Expectations from today’s business environment are high availability, continuous operation and quick disaster recovery. For these reasons, enterprises and partners try to increase their ability to respond to risks. Although it is more difficult, they also try to utilize opportunities.
There are some items an enterprise should decide on. First of them is acceptable level of data loss. How much data loss is acceptable? A few seconds? A few minutes? Half an hour? Data entered before disaster and after last consistent backup will be lost. This period is called Recovery Point Objective (RPO). This data should be entered manually after recovery. This period should not be longer than some fraction of seconds for financial enterprises.
Another period in disaster recovery timeline an enterprise will decide is how long it will take to start business after a disaster. This period is called Recovery Time Objective (RTO).
If RTO is in minutes, it will cost a fortune. If RTO is some hours, cost will be less. Cost will be less and less if RTO is set longer.
There are some periods of time related with disaster recovery. When an unexpected event or incident is occurred management of enterprise should decide whether this incident is a disaster or not. Since a capital goods investment is needed to recover disaster, approval of management is required. To decide whether an incident is disaster or not, management would need information related with damage. So a damage assessment is required and it takes some time. It also takes some time to start damage assessment after incident occurs. Finally it takes some time for disaster assessment after damage assessment. Sum of these time intervals is called Maximum Tolerable Period of Downtime (MTPOD) or Maximum Tolerable Outage (MTO). Beyond this point, enterprise is out of business.
To define these periods logically, an enterprise should evaluate what it will lose in case of outage and impacts to the business:
- Lost revenue, loss of cash flow, and loss of profits
- Loss of clients (lifetime value of each) and market share
- Fines, penalties, and liability claims for failure to meet regulatory compliance
- Lost ability to respond to subsequent marketplace opportunities
- Cost of re-creation and recovery of lost data
- Salaries paid to staff unable to undertake billable work
- Salaries paid to staff to recover work backlog and maintain deadlines
- Employee idleness, labor cost, and overtime compensation
- Lost market share, loss of share value, and loss of brand image; etc.
Components causing outage in a disaster are servers, storage devices, network components, software and infrastructural components like power. Recovery can be decomposed into hardware recovery, data integrity and data consistency.
Hardware recovery is making hardware, operating systems and network connections available.

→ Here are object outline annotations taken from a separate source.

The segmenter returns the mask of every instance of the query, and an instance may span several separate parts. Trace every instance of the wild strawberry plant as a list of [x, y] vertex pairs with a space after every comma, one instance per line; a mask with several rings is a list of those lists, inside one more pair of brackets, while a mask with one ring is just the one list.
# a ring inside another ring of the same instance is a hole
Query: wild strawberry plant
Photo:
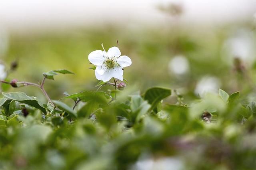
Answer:
[[[0, 65], [3, 84], [34, 86], [48, 101], [2, 92], [1, 169], [146, 169], [152, 164], [168, 169], [256, 168], [255, 102], [220, 89], [189, 103], [175, 89], [130, 92], [123, 76], [131, 59], [117, 47], [103, 49], [88, 57], [100, 80], [95, 90], [63, 92], [58, 100], [49, 97], [47, 81], [72, 72], [44, 73], [38, 83], [8, 81]], [[172, 95], [176, 104], [165, 100]]]

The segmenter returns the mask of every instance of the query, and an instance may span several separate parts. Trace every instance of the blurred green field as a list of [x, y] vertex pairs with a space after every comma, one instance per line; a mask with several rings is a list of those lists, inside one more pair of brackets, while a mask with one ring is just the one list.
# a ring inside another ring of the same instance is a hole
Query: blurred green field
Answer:
[[[104, 29], [59, 33], [14, 34], [10, 38], [8, 52], [2, 59], [7, 64], [16, 60], [18, 62], [17, 71], [8, 77], [10, 80], [16, 78], [36, 82], [41, 80], [42, 73], [49, 70], [65, 68], [74, 72], [74, 75], [60, 76], [55, 82], [47, 82], [46, 88], [51, 91], [50, 95], [58, 98], [64, 91], [72, 93], [94, 89], [97, 80], [94, 71], [88, 69], [91, 66], [88, 54], [93, 50], [102, 49], [102, 43], [106, 49], [116, 46], [118, 40], [122, 54], [130, 57], [133, 62], [126, 68], [124, 77], [128, 80], [130, 85], [135, 85], [142, 91], [147, 87], [160, 85], [182, 88], [186, 95], [194, 91], [202, 77], [209, 75], [218, 77], [220, 87], [228, 92], [246, 92], [251, 89], [252, 85], [250, 86], [246, 78], [234, 71], [234, 58], [230, 57], [229, 49], [224, 47], [234, 30], [240, 28], [252, 33], [255, 43], [255, 28], [250, 23], [206, 26], [199, 30], [192, 26], [166, 26], [161, 29], [107, 26]], [[185, 56], [189, 64], [188, 72], [181, 76], [172, 73], [168, 69], [170, 61], [178, 55]], [[256, 58], [255, 53], [253, 55], [252, 57]], [[246, 74], [255, 83], [256, 61], [242, 61]], [[30, 87], [24, 89], [29, 94], [35, 92]]]
[[[2, 85], [0, 168], [255, 169], [254, 24], [10, 34], [1, 59], [8, 68], [14, 61], [18, 67], [6, 81], [36, 83], [42, 73], [62, 69], [75, 74], [46, 81], [54, 106], [38, 88]], [[235, 49], [228, 43], [234, 37]], [[112, 86], [95, 91], [99, 81], [88, 58], [102, 43], [107, 50], [117, 40], [132, 64], [115, 100]], [[58, 101], [65, 91], [83, 91]], [[8, 93], [15, 91], [39, 99]]]

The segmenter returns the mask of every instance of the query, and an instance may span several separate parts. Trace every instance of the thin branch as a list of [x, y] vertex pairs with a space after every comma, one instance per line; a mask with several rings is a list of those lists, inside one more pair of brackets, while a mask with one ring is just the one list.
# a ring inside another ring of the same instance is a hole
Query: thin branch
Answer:
[[107, 82], [105, 84], [103, 84], [103, 85], [100, 85], [98, 89], [97, 89], [97, 90], [96, 90], [96, 91], [98, 91], [99, 90], [100, 90], [103, 86], [104, 86], [105, 85], [112, 85], [113, 86], [115, 86], [115, 83], [110, 83], [110, 82]]
[[42, 80], [42, 83], [41, 83], [41, 86], [40, 86], [40, 89], [41, 89], [41, 90], [43, 92], [43, 93], [44, 93], [45, 97], [47, 99], [47, 100], [48, 100], [48, 101], [50, 102], [50, 103], [53, 106], [55, 106], [55, 105], [52, 102], [52, 100], [51, 100], [51, 99], [50, 98], [50, 97], [48, 95], [48, 94], [47, 94], [46, 92], [45, 91], [45, 90], [44, 88], [44, 81], [45, 81], [45, 79], [46, 78], [46, 76], [44, 77], [44, 78], [43, 78], [43, 80]]
[[101, 46], [102, 47], [102, 48], [103, 49], [103, 50], [104, 50], [104, 51], [106, 53], [107, 51], [106, 51], [106, 50], [105, 50], [105, 49], [104, 48], [104, 46], [103, 46], [103, 43], [101, 44]]
[[78, 99], [75, 102], [75, 105], [74, 106], [74, 107], [73, 107], [73, 110], [75, 109], [75, 108], [76, 108], [76, 107], [78, 103], [79, 103], [80, 101], [81, 101], [81, 100]]
[[116, 91], [115, 91], [115, 100], [116, 100], [116, 82], [117, 81], [116, 81], [116, 79], [114, 77], [113, 77], [113, 79], [114, 80], [114, 82], [115, 83], [115, 90], [116, 90]]

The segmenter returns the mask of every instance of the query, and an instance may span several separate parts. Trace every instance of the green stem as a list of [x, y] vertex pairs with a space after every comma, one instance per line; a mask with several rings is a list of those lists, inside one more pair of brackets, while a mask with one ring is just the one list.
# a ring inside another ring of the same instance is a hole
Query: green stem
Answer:
[[116, 100], [116, 82], [117, 81], [116, 81], [116, 79], [114, 77], [113, 77], [113, 79], [115, 83], [115, 90], [116, 90], [115, 91], [115, 100]]

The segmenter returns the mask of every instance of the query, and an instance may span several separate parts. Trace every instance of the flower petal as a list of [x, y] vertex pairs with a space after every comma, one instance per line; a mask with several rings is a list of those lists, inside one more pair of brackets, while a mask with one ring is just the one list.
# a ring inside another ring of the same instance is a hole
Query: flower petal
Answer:
[[124, 79], [123, 74], [124, 71], [122, 68], [120, 67], [116, 67], [114, 69], [106, 70], [102, 75], [102, 80], [106, 82], [109, 81], [112, 77], [114, 77], [122, 81]]
[[107, 54], [105, 51], [101, 50], [94, 51], [89, 54], [88, 59], [94, 65], [100, 65], [102, 64], [105, 56]]
[[105, 69], [104, 68], [105, 65], [102, 64], [101, 65], [98, 65], [96, 67], [96, 69], [95, 69], [95, 72], [96, 72], [100, 75], [103, 75], [105, 72]]
[[119, 57], [116, 61], [122, 68], [130, 66], [132, 64], [131, 59], [126, 55], [122, 55]]
[[122, 81], [124, 80], [123, 75], [124, 75], [124, 71], [120, 67], [117, 67], [112, 70], [112, 77], [116, 78]]
[[102, 79], [102, 75], [100, 75], [96, 71], [96, 70], [95, 70], [95, 77], [96, 77], [96, 78], [99, 80], [101, 80]]
[[116, 47], [113, 47], [108, 49], [108, 56], [111, 57], [117, 58], [121, 55], [121, 51]]
[[102, 81], [106, 82], [111, 79], [111, 78], [112, 78], [111, 73], [110, 71], [105, 71], [104, 74], [102, 75]]

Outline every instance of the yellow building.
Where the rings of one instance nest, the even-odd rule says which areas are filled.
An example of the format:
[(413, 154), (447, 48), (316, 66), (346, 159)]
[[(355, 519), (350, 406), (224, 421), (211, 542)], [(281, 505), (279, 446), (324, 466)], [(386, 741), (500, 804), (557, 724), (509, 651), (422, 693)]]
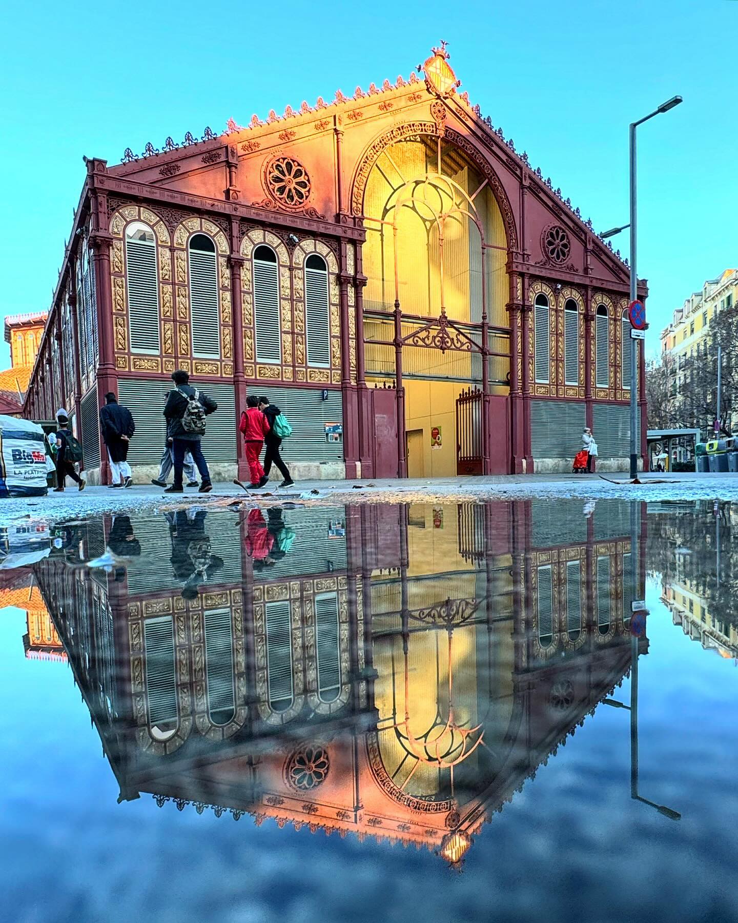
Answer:
[(671, 396), (678, 398), (688, 387), (686, 362), (690, 356), (707, 355), (710, 325), (715, 314), (732, 307), (738, 301), (738, 270), (725, 270), (717, 279), (708, 279), (694, 292), (673, 319), (661, 331), (661, 358), (672, 378)]

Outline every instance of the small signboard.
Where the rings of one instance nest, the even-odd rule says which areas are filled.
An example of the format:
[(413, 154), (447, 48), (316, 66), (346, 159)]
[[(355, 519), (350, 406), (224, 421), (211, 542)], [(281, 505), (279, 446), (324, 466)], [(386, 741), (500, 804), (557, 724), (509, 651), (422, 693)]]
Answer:
[(630, 318), (631, 327), (635, 327), (637, 330), (645, 330), (646, 306), (642, 301), (632, 301), (628, 305), (628, 318)]

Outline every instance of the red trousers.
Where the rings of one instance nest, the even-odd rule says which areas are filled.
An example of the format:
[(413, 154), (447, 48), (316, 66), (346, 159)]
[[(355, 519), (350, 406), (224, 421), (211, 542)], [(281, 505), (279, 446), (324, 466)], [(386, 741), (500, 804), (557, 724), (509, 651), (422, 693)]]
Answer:
[(251, 485), (256, 486), (262, 477), (264, 477), (264, 469), (261, 466), (261, 462), (259, 462), (259, 455), (261, 455), (261, 450), (264, 448), (264, 442), (254, 442), (251, 439), (247, 439), (244, 445), (246, 447), (246, 462), (248, 462), (249, 473), (251, 474)]

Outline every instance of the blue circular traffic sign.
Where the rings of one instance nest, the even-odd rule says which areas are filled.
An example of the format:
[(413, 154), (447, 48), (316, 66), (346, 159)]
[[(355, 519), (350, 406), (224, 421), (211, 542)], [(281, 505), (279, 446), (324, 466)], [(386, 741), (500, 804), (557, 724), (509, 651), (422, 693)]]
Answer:
[(637, 330), (642, 330), (646, 326), (646, 306), (642, 301), (632, 301), (628, 305), (628, 318), (630, 326)]

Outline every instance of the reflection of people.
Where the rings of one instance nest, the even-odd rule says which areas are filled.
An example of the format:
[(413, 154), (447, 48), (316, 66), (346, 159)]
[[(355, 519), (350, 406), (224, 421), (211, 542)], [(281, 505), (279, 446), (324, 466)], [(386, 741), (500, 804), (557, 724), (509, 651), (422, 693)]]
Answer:
[(141, 554), (141, 544), (134, 534), (130, 516), (113, 516), (108, 547), (116, 557), (137, 557)]
[(267, 521), (260, 509), (252, 509), (246, 517), (246, 554), (254, 558), (254, 568), (261, 570), (275, 564), (271, 557), (274, 535), (267, 528)]
[(212, 554), (210, 537), (205, 533), (204, 509), (190, 507), (166, 516), (174, 576), (184, 581), (183, 597), (195, 599), (198, 584), (212, 580), (214, 572), (223, 566), (223, 559)]

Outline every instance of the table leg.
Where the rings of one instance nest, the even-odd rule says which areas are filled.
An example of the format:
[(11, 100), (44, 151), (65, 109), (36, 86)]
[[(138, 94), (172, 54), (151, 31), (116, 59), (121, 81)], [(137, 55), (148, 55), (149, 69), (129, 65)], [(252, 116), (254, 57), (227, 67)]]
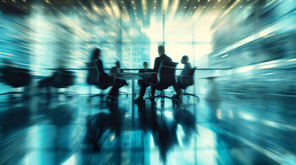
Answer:
[(132, 75), (132, 102), (134, 100), (135, 96), (135, 75)]

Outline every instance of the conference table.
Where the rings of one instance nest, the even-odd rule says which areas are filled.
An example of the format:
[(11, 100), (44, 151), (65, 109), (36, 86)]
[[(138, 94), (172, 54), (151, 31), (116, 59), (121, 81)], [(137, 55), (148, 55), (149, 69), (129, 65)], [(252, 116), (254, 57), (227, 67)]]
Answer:
[[(46, 68), (46, 69), (48, 70), (89, 70), (90, 67), (86, 68)], [(105, 69), (105, 70), (110, 70), (110, 69)], [(124, 70), (128, 71), (133, 71), (133, 70), (139, 70), (139, 69), (124, 69)], [(135, 80), (142, 80), (144, 78), (144, 74), (155, 74), (155, 72), (146, 72), (146, 73), (133, 73), (133, 72), (124, 72), (124, 73), (117, 73), (116, 78), (124, 79), (124, 80), (132, 80), (132, 101), (134, 100), (135, 96)], [(107, 74), (110, 74), (110, 73), (107, 73)]]
[(142, 80), (144, 78), (145, 74), (155, 74), (155, 72), (148, 72), (148, 73), (132, 73), (132, 72), (124, 72), (118, 73), (116, 74), (116, 78), (132, 80), (132, 101), (134, 100), (135, 96), (135, 80)]

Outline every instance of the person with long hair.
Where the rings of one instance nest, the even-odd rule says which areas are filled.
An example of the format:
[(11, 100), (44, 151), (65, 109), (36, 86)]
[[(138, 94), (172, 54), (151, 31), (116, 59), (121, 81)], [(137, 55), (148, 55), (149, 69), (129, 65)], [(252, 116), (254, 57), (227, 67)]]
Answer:
[[(128, 84), (126, 80), (121, 80), (119, 78), (115, 78), (114, 80), (113, 76), (108, 76), (103, 69), (103, 61), (100, 59), (101, 57), (101, 50), (99, 48), (95, 48), (92, 52), (91, 56), (91, 63), (90, 63), (90, 67), (96, 67), (95, 69), (90, 69), (90, 74), (97, 75), (94, 73), (98, 73), (99, 74), (99, 78), (97, 80), (97, 77), (96, 76), (89, 76), (88, 78), (88, 82), (89, 84), (95, 85), (97, 84), (106, 84), (106, 86), (108, 87), (109, 83), (115, 82), (115, 85), (110, 85), (112, 86), (111, 90), (109, 92), (109, 96), (111, 97), (118, 97), (119, 93), (119, 88), (122, 87), (124, 85), (128, 85)], [(92, 80), (91, 78), (92, 78)], [(91, 82), (92, 81), (92, 82)], [(105, 85), (104, 85), (105, 86)]]

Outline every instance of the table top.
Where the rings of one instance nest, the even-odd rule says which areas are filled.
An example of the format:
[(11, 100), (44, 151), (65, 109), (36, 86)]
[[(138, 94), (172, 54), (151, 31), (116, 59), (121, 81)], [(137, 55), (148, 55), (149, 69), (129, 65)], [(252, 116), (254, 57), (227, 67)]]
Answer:
[(215, 79), (216, 78), (219, 78), (220, 76), (209, 76), (209, 77), (204, 77), (204, 78), (199, 78), (199, 79), (208, 79), (208, 80), (212, 80), (212, 79)]
[(128, 72), (125, 72), (125, 73), (118, 73), (116, 74), (116, 77), (117, 78), (124, 78), (124, 79), (136, 79), (136, 80), (141, 80), (144, 78), (144, 74), (156, 74), (155, 72), (148, 72), (148, 73), (128, 73)]

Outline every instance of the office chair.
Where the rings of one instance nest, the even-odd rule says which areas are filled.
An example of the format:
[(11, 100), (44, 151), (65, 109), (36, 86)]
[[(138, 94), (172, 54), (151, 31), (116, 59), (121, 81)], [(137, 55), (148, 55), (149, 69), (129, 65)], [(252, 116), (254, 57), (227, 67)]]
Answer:
[(195, 84), (195, 72), (196, 68), (197, 67), (195, 67), (191, 69), (190, 72), (189, 72), (188, 76), (180, 76), (180, 78), (178, 79), (178, 80), (179, 80), (180, 82), (177, 82), (177, 85), (181, 89), (184, 90), (184, 92), (182, 94), (181, 97), (183, 96), (188, 96), (188, 97), (189, 97), (189, 96), (191, 96), (197, 97), (197, 98), (199, 98), (199, 96), (186, 92), (187, 87), (189, 86), (192, 86)]
[[(115, 82), (115, 80), (116, 80), (116, 74), (115, 73), (110, 74), (110, 75), (113, 78), (113, 81), (112, 82), (109, 82), (109, 83), (100, 82), (101, 82), (99, 80), (100, 73), (97, 69), (97, 63), (94, 63), (94, 62), (92, 62), (92, 63), (94, 64), (95, 67), (90, 67), (88, 69), (88, 78), (87, 78), (87, 80), (86, 80), (86, 82), (88, 85), (95, 85), (97, 88), (102, 89), (102, 90), (104, 90), (110, 86), (118, 84), (118, 82)], [(91, 95), (90, 87), (90, 92), (89, 93), (90, 93), (90, 96), (88, 98), (89, 100), (90, 100), (92, 98), (94, 98), (94, 97), (108, 96), (108, 94), (99, 94)], [(127, 95), (127, 94), (126, 94), (126, 95)]]
[(157, 74), (157, 81), (155, 84), (151, 83), (150, 82), (147, 82), (146, 75), (148, 74), (144, 74), (145, 82), (151, 85), (155, 85), (156, 89), (161, 91), (159, 95), (146, 98), (145, 100), (146, 99), (150, 99), (150, 98), (157, 98), (157, 99), (161, 98), (161, 108), (164, 107), (165, 98), (171, 99), (177, 102), (179, 102), (178, 99), (166, 96), (164, 91), (164, 89), (166, 89), (169, 87), (173, 86), (176, 84), (177, 80), (176, 80), (175, 73), (176, 73), (176, 69), (177, 69), (177, 65), (178, 65), (177, 63), (162, 60), (160, 64), (158, 72)]
[[(1, 69), (3, 74), (3, 81), (4, 83), (12, 86), (12, 88), (23, 87), (31, 83), (32, 76), (30, 70), (20, 67), (8, 67)], [(24, 94), (23, 91), (11, 91), (0, 95), (9, 95), (15, 94)]]

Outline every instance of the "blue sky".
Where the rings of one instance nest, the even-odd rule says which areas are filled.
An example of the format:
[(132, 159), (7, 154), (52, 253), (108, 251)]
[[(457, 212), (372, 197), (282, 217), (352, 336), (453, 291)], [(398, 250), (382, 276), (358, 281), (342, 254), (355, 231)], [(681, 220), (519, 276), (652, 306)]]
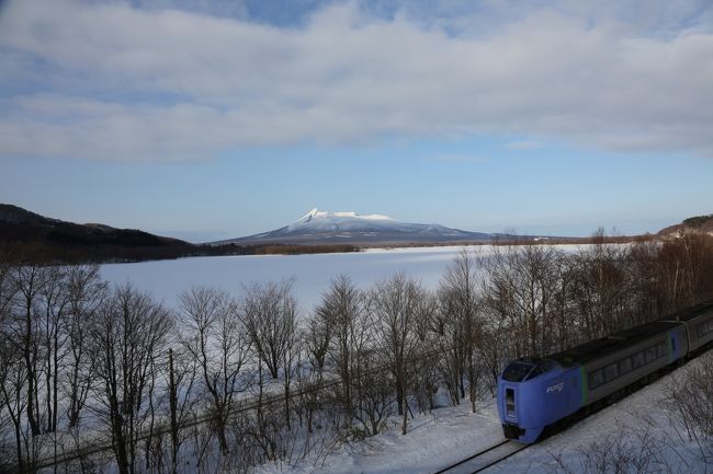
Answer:
[(0, 3), (0, 201), (194, 242), (713, 212), (703, 1)]

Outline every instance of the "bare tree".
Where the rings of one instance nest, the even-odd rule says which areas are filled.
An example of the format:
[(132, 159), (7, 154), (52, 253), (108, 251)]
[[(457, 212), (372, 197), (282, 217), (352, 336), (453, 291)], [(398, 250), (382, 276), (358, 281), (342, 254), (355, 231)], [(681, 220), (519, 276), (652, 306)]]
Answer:
[(339, 400), (346, 426), (353, 417), (352, 386), (360, 372), (369, 332), (365, 304), (365, 294), (347, 275), (340, 275), (331, 280), (316, 311), (316, 321), (330, 335), (328, 356), (341, 380)]
[(12, 332), (10, 340), (16, 345), (22, 354), (27, 377), (27, 423), (32, 436), (42, 432), (39, 425), (38, 383), (42, 370), (41, 360), (41, 333), (36, 320), (39, 310), (41, 292), (53, 277), (47, 267), (27, 263), (16, 265), (11, 278), (16, 288), (14, 305), (14, 327), (8, 326)]
[(43, 338), (44, 374), (45, 374), (45, 404), (46, 404), (46, 432), (57, 429), (58, 418), (58, 394), (60, 365), (65, 358), (65, 343), (67, 332), (65, 331), (66, 309), (69, 303), (66, 268), (48, 267), (47, 281), (39, 291), (39, 308), (42, 313), (37, 316)]
[(250, 339), (237, 303), (225, 291), (194, 287), (181, 293), (180, 305), (183, 345), (197, 362), (220, 451), (227, 454), (227, 419), (234, 398), (250, 386), (246, 371)]
[(135, 474), (143, 430), (150, 442), (154, 390), (171, 325), (161, 304), (125, 285), (113, 290), (92, 326), (97, 398), (104, 407), (98, 415), (111, 430), (120, 474)]
[(290, 392), (298, 338), (297, 301), (292, 296), (292, 280), (281, 284), (254, 284), (246, 288), (242, 322), (258, 359), (262, 391), (262, 365), (272, 379), (283, 373), (285, 423), (291, 425)]
[(68, 336), (68, 367), (65, 394), (68, 396), (69, 428), (79, 424), (80, 414), (94, 374), (94, 358), (90, 351), (89, 328), (107, 296), (107, 286), (99, 275), (99, 265), (76, 265), (67, 273), (69, 307), (66, 332)]
[(403, 416), (401, 433), (408, 421), (408, 393), (411, 367), (419, 352), (417, 322), (425, 310), (426, 290), (404, 274), (376, 284), (371, 292), (370, 312), (374, 338), (394, 375), (398, 414)]
[(468, 379), (471, 409), (475, 413), (479, 373), (476, 361), (476, 347), (482, 340), (482, 322), (479, 321), (478, 276), (475, 256), (466, 248), (461, 250), (446, 268), (441, 279), (439, 297), (441, 309), (446, 312), (446, 324), (452, 326), (451, 363), (454, 370), (465, 366)]

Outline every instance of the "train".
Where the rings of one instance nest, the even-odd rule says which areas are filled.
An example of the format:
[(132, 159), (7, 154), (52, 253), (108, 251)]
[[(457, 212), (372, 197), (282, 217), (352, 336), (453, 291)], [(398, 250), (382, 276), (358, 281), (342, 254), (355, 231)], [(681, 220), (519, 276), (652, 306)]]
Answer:
[(712, 340), (713, 300), (546, 357), (512, 360), (498, 378), (503, 435), (536, 442), (654, 380)]

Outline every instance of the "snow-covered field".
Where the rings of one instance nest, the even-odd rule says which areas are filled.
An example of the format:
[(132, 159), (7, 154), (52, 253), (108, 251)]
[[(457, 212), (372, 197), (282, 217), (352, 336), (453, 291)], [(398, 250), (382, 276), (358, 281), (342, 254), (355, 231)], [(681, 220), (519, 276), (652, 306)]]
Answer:
[[(559, 245), (576, 252), (577, 245)], [(166, 304), (176, 307), (178, 294), (192, 286), (211, 286), (239, 297), (244, 285), (294, 278), (294, 294), (303, 312), (320, 300), (329, 281), (347, 274), (362, 288), (404, 271), (428, 288), (435, 288), (443, 271), (461, 251), (461, 246), (371, 248), (360, 253), (316, 255), (251, 255), (192, 257), (174, 261), (109, 264), (102, 277), (111, 282), (131, 281)], [(469, 247), (487, 255), (489, 245)]]
[[(689, 365), (702, 363), (693, 360)], [(671, 424), (665, 406), (665, 391), (680, 377), (684, 368), (640, 390), (631, 396), (591, 415), (537, 444), (519, 452), (486, 470), (487, 473), (548, 474), (557, 471), (555, 456), (559, 456), (571, 470), (582, 472), (586, 453), (592, 452), (592, 443), (610, 450), (631, 451), (635, 456), (641, 439), (647, 437), (668, 467), (654, 463), (641, 472), (705, 473), (713, 465), (702, 462), (695, 443), (684, 440), (684, 435)], [(439, 408), (431, 414), (418, 415), (411, 420), (408, 433), (401, 436), (396, 426), (365, 441), (342, 446), (326, 459), (312, 459), (299, 465), (280, 471), (264, 466), (263, 474), (279, 472), (296, 474), (407, 474), (434, 473), (440, 469), (466, 458), (502, 440), (496, 406), (486, 404), (472, 414), (468, 404)], [(608, 443), (609, 442), (609, 443)], [(670, 470), (669, 470), (670, 469)], [(613, 472), (613, 471), (607, 471)], [(630, 471), (623, 471), (630, 472)]]

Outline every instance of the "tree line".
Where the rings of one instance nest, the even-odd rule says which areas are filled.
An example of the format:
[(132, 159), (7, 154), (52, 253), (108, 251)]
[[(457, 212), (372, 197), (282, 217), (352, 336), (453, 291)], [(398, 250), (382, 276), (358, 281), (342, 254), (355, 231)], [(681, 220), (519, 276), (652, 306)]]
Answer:
[[(443, 404), (475, 412), (509, 359), (710, 298), (713, 239), (464, 248), (435, 289), (340, 275), (304, 314), (290, 280), (240, 290), (194, 287), (171, 309), (95, 264), (0, 250), (0, 471), (77, 452), (55, 472), (250, 472), (406, 433)], [(111, 451), (77, 451), (95, 439)]]

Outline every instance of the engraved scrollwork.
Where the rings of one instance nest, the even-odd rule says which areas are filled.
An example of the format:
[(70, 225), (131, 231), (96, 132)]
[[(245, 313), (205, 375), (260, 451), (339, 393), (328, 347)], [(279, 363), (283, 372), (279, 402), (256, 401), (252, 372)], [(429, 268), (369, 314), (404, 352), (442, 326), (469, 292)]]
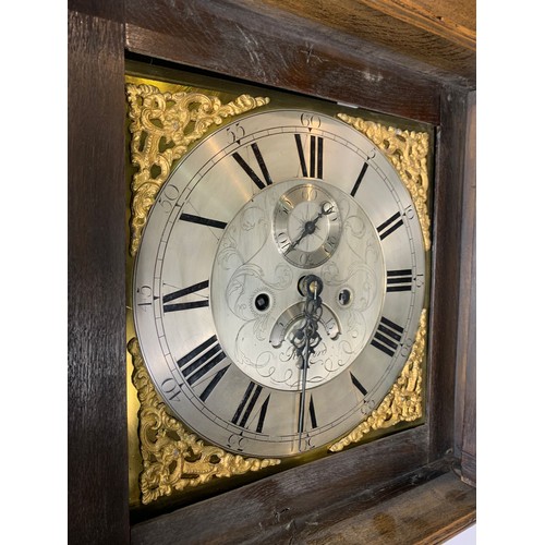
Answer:
[(137, 390), (138, 437), (144, 471), (140, 476), (142, 502), (149, 504), (174, 491), (197, 486), (213, 479), (240, 475), (280, 463), (278, 459), (243, 458), (205, 445), (170, 416), (147, 374), (138, 342), (129, 342), (133, 359), (133, 384)]
[(241, 95), (228, 104), (202, 93), (161, 93), (153, 85), (126, 85), (132, 180), (131, 255), (136, 254), (149, 208), (169, 177), (173, 162), (213, 124), (269, 102)]
[(338, 452), (358, 443), (373, 429), (386, 429), (399, 422), (412, 422), (422, 416), (422, 362), (426, 346), (426, 310), (422, 311), (411, 354), (399, 378), (383, 402), (350, 434), (329, 447)]
[(367, 136), (390, 160), (411, 194), (422, 227), (424, 246), (426, 251), (429, 250), (432, 247), (429, 234), (432, 223), (427, 210), (428, 134), (416, 131), (400, 131), (346, 113), (338, 113), (337, 117)]

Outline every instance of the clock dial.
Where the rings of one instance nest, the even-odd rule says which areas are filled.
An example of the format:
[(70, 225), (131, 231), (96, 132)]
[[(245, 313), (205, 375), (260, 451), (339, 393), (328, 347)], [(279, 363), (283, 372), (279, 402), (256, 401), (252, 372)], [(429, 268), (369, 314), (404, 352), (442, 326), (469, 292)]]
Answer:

All storage devices and network components should be up, operating systems should be running. Data integrity can be considered as part of hardware recovery or it can be considered as a separate item.
This point is a bit confusing. Most of IT staff tend to claim that “Everything is up and running” but this is not the case. Data is not recovered from users’ standpoint. Application and data consistency should be attained. Applications should be recovered from most recent version backups. Data base resources should be restored from last image copy backups, log changes should be applied. A database restart should be performed. It is hoped that long and unpredictable database recovery will not take place. Just a few incomplete logical unit of works (luws) may be rolled back. After these activities, transaction integrity will be okay.
Recovery Consistency Objective (RCO) is another concept related with business continuity. It focuses on data consistency achieved after disaster recovery. 100% RCO denotes all transaction entities are consistent after disaster recovery, any target below this amount means that the enterprise tolerates some data inconsistencies.
Single most critical factor affecting successful disaster recovery is avoiding labor intensive and unpredictable duration application and data base recovery. They should be fast, repeatable and consistent.
Rolling disasters should be another consideration in successful business continuity. Disasters may spread out over time. Partial damages may not be recognized on time, as time passes, they cause problems but it may be too late. Databases for example restarted but long recovery takes place due to inconsistencies and further loss of data recurs.
Some enterprises have heterogeneous platforms. If this is the case, there would be duplicate work for all platforms. Additionally assessments, hardware recovery and transaction recovery times are different for all platforms. This situation could be very difficult to coordinate and very complex to manage.
After disaster recovery planning is completed, it is implemented. Implementation involves setting policies, material acquisition, staffing and testing. Periodical tests should include swinging from primary site to secondary site and vice versa. After completing implementation, periodical maintenance takes place and frequent testing should accompany maintenance for successful disaster recovery.